European Journal of Cardio-Thoracic Surgery | 1997
Markus Furrer; Ulrich Althaus; Hans Beat Ris
We present two cases of spontaneous pneumothorax secondary to metastatic synovial cell sarcoma. Radiographic techniques initially did not suggest lung nodules in either patients; thoracoscopy allowed sequential bilateral detection of small pulmonary metastases in one case and confirmed the diagnosis during treatment of recurrent pneumothorax in the second case.

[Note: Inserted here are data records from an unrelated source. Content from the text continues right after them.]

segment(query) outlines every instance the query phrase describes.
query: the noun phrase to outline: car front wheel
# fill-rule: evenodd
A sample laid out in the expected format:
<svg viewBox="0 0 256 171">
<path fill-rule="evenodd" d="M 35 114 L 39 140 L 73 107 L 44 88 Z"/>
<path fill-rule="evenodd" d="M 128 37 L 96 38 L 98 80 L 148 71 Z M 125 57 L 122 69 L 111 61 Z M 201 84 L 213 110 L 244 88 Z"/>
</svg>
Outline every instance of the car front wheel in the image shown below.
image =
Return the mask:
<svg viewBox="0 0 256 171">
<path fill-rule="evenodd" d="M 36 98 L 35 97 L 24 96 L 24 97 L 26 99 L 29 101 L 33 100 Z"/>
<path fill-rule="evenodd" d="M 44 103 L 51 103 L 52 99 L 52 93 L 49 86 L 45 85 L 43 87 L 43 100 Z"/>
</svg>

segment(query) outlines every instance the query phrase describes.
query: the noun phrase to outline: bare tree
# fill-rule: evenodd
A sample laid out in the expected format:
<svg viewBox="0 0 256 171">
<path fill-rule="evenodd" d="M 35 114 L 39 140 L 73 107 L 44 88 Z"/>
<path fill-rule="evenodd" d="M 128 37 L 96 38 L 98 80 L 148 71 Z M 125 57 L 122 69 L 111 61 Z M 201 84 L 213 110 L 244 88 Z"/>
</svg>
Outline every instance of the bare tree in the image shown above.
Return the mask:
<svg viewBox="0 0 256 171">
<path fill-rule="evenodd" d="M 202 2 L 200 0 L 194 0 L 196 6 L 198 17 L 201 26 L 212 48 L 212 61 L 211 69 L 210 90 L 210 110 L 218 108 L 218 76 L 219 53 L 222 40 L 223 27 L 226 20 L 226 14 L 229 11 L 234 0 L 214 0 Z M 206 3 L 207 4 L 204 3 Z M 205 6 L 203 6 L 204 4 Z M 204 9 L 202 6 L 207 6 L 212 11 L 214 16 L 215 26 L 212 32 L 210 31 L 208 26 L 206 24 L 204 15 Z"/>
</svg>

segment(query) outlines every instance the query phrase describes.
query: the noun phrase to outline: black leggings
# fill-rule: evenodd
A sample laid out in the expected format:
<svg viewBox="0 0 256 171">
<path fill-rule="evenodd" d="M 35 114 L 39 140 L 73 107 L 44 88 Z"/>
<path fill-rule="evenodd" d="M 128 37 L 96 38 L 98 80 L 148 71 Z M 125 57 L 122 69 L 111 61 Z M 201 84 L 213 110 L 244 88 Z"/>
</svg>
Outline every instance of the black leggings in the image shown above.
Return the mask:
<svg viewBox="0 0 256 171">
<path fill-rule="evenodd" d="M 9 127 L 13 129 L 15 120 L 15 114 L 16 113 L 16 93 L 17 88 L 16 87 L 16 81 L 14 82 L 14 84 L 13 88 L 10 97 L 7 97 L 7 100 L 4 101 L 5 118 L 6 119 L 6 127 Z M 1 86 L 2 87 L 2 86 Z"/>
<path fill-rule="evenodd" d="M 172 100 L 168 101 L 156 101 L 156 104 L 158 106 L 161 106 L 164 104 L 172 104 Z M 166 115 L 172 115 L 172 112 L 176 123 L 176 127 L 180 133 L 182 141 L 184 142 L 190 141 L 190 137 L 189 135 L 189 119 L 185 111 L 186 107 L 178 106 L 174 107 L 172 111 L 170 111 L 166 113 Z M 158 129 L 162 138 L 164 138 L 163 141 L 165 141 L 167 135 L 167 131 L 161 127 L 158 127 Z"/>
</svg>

This report underlines that pneumothorax may be the first clinical manifestation of metastatic sarcoma and can occur even if current imaging techniques are not indicative of metastatic disease. In the latter instance, thoracoscopic exploration has to be envisaged in order to rule out the possibility of metastatic lung involvement.